They (whoever they are) say that when you lose one sense, the others strengthen to make up the difference. As I lost my senses of practicality, logic and good television viewing, my sense of smell has increased at least by about 2%.

Tonight, after working through the final pages of H&B, I decided to stop before writing the final two scenes, not quite an epilogue but the denouement or, how I like to say it, the daewoomon. When I called my friend SP to share the good news, she informed me that I was procrastinating. So I hung up on her...after chatting for another half-hour or so. ;)

But still I wasn't ready to approach those last pages, so I ran upstairs to my "work" computer (the one that doesn't have the bookmarks of all the contests I enter, and not the writing ones) and proceeded to sort out some files and respond to emails.

Then I smelled something...wrong. It was just a whiff, but I knew something bad was happening somewhere. So I felt around the computer, thinking that I'd finally received enough spam about viagra to make my computer melt. Nope, everything was way cool on that PC.

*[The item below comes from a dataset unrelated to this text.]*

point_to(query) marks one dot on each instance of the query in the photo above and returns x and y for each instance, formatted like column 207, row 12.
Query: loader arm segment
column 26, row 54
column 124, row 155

So I checked out the stereo, where Madonna was hanging out all decked out in plastic bracelets and bad-nasty torn leggings. She might have thought she was hot, but there was nothing else happening there apart from a clever hook and a funky backbeat.

The smell was at the top of the stairs. So I called down to DH, who was so engrossed in an eBay auction for vintage windshield wipers or even a life-size Wookie doll (Christmas is only a few months away...maybe more) that he didn't hear me.

I climbed down two more steps and shouted, "I think something's on fire!"

That's when I noticed that it was awfully dark at the top of the stairs...and it wasn't just the warm summer air making the top floor of our wee home stifling. Afraid to flip the switch, I went back to turn off Madonna completely by putting a Clay Aiken CD case next to hers. The computer was next, without the necessity of a WWJD reference.

As it turns out, my super-schnoz detected an electrical fire in the early stages. In the light that I like to leave on when we go away for weekends or longer trips so the house looks "lived in." Oh yeah, if that hunk of whatchamacallit decided to melt when we were up in cottage country, we might have returned home to a pile of ashes.

Lesson learned? Use timers and fork out cash for lighting fixtures that cost more than $9, no matter how nice they look.